Modern Languages and Literatures, Department of

 

Date of this Version

September 1988

Comments

Published in Nineteenth-Century French Studies, 17, Fall, 1988: 170-185. Copyright 1988 Nineteenth-Century French Studies.

Abstract

Over the past twenty-five years, as readings of Flaubert's texts have become increasingly concerned with the definition of various narrative structures, the study of point of view has been inextricably tied to determining how his narratives generate (or, to some minds, subvert) meaning. Thus it is that almost all hermeneutical approaches have been concerned with point of view in one way or another, the procedure usually being to establish the principal or authoritative narrational axis (or perhaps a pseudo-authoritative one) and then to plot and analyze the departures from it. Point of view is not a new concern, of course, and has occupied readers of Flaubert for as long as there have been studies on style indirect libre and irony. Nor does this question originate in critical debate; Flaubert's manuscripts show him aware of changes in perspective.
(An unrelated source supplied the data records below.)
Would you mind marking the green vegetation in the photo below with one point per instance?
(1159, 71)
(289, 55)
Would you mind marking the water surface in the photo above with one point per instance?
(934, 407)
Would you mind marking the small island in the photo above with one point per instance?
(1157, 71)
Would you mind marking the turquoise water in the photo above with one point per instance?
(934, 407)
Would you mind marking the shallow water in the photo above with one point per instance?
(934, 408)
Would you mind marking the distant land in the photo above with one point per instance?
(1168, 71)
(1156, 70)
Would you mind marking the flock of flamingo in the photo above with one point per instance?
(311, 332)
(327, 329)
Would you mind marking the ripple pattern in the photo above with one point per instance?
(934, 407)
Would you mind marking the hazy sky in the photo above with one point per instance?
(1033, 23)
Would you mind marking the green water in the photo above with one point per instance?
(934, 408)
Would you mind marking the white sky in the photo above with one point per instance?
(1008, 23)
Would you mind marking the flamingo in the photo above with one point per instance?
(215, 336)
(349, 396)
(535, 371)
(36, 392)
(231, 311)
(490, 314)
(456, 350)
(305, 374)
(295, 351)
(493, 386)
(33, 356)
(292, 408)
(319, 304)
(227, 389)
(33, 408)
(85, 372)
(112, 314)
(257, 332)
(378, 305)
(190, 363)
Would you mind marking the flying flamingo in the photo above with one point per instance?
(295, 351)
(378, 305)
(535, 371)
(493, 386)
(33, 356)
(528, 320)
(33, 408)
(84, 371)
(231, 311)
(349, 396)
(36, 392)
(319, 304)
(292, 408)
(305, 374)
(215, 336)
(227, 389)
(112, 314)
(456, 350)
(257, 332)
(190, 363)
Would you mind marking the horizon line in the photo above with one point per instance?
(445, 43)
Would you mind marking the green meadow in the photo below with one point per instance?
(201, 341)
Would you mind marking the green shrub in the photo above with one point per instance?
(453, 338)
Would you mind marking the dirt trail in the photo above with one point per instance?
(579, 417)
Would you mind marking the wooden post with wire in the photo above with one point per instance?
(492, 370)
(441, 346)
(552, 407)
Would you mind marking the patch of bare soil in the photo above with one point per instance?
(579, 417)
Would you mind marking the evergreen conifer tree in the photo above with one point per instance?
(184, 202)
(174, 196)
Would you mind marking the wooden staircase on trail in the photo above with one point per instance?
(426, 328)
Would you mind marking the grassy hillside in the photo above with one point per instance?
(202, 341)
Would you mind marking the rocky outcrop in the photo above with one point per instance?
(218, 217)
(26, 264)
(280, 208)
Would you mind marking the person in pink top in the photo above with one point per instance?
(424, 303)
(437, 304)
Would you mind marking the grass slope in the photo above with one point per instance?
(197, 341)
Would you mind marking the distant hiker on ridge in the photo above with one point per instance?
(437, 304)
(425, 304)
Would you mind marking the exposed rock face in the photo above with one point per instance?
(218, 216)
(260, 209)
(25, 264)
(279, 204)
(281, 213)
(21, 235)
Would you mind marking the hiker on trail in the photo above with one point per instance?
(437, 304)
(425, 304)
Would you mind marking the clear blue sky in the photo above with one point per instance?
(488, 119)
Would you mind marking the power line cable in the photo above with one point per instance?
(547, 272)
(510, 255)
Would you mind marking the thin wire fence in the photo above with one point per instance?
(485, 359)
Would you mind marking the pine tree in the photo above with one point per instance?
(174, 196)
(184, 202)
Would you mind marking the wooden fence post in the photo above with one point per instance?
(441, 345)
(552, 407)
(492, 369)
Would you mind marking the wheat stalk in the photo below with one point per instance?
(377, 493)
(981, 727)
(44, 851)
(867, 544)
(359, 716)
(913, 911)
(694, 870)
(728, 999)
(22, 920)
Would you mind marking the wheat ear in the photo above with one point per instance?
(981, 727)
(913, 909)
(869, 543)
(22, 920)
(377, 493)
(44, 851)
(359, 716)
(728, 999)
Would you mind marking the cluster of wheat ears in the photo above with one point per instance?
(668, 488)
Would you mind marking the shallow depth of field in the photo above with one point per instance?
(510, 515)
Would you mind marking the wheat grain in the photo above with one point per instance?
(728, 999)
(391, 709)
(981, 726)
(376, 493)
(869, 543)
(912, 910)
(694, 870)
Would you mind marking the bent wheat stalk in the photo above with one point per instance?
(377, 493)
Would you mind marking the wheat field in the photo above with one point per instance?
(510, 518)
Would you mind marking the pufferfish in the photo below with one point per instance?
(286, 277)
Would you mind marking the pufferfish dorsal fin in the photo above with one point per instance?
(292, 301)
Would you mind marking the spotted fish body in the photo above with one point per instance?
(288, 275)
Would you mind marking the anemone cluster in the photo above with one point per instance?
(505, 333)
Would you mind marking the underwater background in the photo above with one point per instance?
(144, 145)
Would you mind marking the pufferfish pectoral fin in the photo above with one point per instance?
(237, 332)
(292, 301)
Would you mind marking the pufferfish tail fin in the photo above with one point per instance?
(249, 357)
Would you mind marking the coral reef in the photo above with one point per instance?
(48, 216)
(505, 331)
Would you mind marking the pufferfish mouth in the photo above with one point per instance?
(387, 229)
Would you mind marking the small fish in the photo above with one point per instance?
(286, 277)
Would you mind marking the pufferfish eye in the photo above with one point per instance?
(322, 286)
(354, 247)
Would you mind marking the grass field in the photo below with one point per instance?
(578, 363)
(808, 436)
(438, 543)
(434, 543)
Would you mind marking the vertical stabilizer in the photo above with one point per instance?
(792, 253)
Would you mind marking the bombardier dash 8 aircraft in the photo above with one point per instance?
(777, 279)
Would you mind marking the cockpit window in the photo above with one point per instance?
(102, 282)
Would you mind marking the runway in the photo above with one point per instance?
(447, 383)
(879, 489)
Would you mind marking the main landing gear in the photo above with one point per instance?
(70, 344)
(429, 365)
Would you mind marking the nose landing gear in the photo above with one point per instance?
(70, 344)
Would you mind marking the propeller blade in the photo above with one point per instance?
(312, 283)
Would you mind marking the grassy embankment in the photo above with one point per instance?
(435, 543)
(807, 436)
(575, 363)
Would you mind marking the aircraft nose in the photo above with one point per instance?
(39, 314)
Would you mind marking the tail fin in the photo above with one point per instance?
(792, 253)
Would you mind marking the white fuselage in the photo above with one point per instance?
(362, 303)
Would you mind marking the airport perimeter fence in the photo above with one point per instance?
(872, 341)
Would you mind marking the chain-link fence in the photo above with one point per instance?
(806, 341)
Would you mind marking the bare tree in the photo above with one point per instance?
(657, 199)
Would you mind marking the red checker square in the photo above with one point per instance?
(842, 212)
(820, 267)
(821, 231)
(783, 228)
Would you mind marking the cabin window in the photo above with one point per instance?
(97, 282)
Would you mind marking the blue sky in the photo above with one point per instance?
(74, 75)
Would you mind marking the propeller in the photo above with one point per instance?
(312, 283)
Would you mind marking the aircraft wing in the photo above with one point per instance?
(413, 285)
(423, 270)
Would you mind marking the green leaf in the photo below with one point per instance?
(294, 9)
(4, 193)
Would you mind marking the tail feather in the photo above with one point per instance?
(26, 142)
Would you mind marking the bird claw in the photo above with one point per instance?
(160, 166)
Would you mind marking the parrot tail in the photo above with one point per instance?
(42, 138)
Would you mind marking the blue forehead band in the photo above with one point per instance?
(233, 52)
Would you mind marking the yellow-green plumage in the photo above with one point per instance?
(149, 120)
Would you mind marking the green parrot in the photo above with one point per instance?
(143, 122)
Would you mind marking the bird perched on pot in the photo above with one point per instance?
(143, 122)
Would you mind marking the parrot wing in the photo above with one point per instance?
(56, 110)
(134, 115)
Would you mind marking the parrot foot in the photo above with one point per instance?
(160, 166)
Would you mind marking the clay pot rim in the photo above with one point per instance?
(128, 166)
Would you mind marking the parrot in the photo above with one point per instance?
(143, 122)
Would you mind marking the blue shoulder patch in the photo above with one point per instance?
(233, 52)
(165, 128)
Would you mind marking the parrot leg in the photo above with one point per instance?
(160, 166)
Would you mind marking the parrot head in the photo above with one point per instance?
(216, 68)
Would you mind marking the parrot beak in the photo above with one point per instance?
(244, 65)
Despite the excellent and numerous analyses of this topic already in print, we need to take a further look at point of view in La Tentation de saint Antoine. The reason is simply (and perhaps not surprisingly) that the preoccupation in Flaubert studies with structure is with narrative structure and that this has informed the discussion of a work that only partly qualifies as narrative. Given the theatrical origins of this text and the cross-fertilization that occurs in it between theatrical and narrative forms, this approach is too narrow. With respect to point of view particularly, little attempt has been made to look at the work's hybrid nature, at the structures inherited from the theatrical as well as from the novelistic sides of its parentage, in order to describe more clearly some of its fundamental characteristics.